Amós 15/08/2022Resenha da obra “A Origem da Família, da Propriedade Privada e do Estado” do Friedrich Engels; Leitura finalizada em Oito de Agosto de 2022 A Origem da Família, da Propriedade Privada e do Estado do alemão Friedrich Engels é uma obra clássica dentro da tradição marxista de pensamento e é leitura indispensável para qualquer debate que relacionado com o Estado; a condição feminina na sociedade; da prioridade da proteção à propriedade privada frente à proteção da vida nas ações do Estado e sobre a própria função deste na sociedade. O autor, mais conhecido por suas colaborações junto a Marx, faz um profundo estudo, a partir do método materialista histórico-dialético, sobre o desenvolvimento da civilização e para isso se apoia nos maiores antropólogos de seu tempo sem, entretanto, lhes poupar de duras críticas.

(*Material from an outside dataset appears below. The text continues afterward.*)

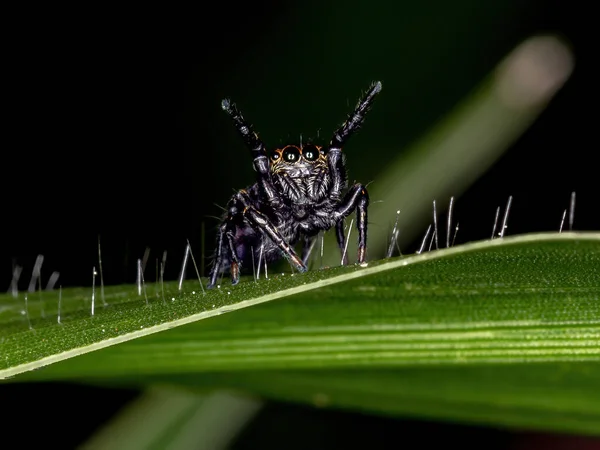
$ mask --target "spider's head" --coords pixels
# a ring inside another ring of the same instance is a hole
[[[313,144],[276,148],[271,153],[271,170],[291,178],[313,175],[327,167],[327,157],[323,150],[322,147]]]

O livro publicado em 1884 se organiza de forma linear, primeiro elucidando ao leitor certos conceitos que são utilizados no decorrer da obra, como as idéias de estado selvagem, barbárie e civilização; também sobre as formas de casamento dentro das sociedades pré-históricas; de como o matrimónio evoluiu com o tempo e de pontos chave do desenvolvimento das capacidades produtivas. A obra está muito à frente de seu tempo por abordar, já nos capítulos iniciais, o histórico da condição feminina dentro da sociedade humana, passando pelo matriarcado ao patriarcado e de como isso tem profunda relação com o desenvolvimento da propriedade privada versus a propriedade coletiva típica das origens da humanidade. Tudo isso devido a primeira forma de divisão social do trabalho - a de gênero - e o constante crescimento da capacidade produtiva do homem frente a natureza, que passou de um momento de pura luta por sobrevivência para outro superior onde a produção cresce e passa a gerar excedentes.

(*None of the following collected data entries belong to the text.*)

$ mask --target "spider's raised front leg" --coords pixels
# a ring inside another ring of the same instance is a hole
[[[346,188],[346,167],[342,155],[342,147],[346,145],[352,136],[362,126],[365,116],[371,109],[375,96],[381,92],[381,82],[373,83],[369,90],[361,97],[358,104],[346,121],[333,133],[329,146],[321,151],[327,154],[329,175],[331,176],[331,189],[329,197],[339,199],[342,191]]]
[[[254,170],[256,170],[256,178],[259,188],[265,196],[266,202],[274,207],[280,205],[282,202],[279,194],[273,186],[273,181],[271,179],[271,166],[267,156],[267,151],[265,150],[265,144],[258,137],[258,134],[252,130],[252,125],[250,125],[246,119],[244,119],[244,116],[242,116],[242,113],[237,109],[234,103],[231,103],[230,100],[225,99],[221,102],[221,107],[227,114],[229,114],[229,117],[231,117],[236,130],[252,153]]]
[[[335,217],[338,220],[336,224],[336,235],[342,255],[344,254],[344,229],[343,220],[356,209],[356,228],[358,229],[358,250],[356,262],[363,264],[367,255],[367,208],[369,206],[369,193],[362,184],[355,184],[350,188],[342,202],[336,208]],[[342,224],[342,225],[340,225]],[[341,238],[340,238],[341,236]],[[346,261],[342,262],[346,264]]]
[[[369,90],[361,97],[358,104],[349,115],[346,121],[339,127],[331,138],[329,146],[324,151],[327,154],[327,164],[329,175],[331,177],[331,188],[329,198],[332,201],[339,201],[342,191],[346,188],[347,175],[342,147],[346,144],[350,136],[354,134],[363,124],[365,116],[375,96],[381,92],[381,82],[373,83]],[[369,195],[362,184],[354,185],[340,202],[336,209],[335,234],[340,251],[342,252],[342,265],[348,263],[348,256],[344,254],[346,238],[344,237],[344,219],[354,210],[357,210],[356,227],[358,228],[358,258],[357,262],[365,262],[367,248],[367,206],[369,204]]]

Junto às reflexões em torno dos tipos de matrimónio e da família, Engels explica de que forma se deu o surgimento das sociedades tribais e de seu espalhamento pelo mundo. Gens, fratrias e tribos duraram milhares de anos se organizando a partir do direito gentílico (forma de Justiça baseada em laços familiares e consanguíneos). Passando por tribos indígenas norte-americanas, germanos, romanos e gregos, o autor demonstra como essa forma organizativa, em toda a sua diversidade, dava conta de resolver as demandas sociais desses povos.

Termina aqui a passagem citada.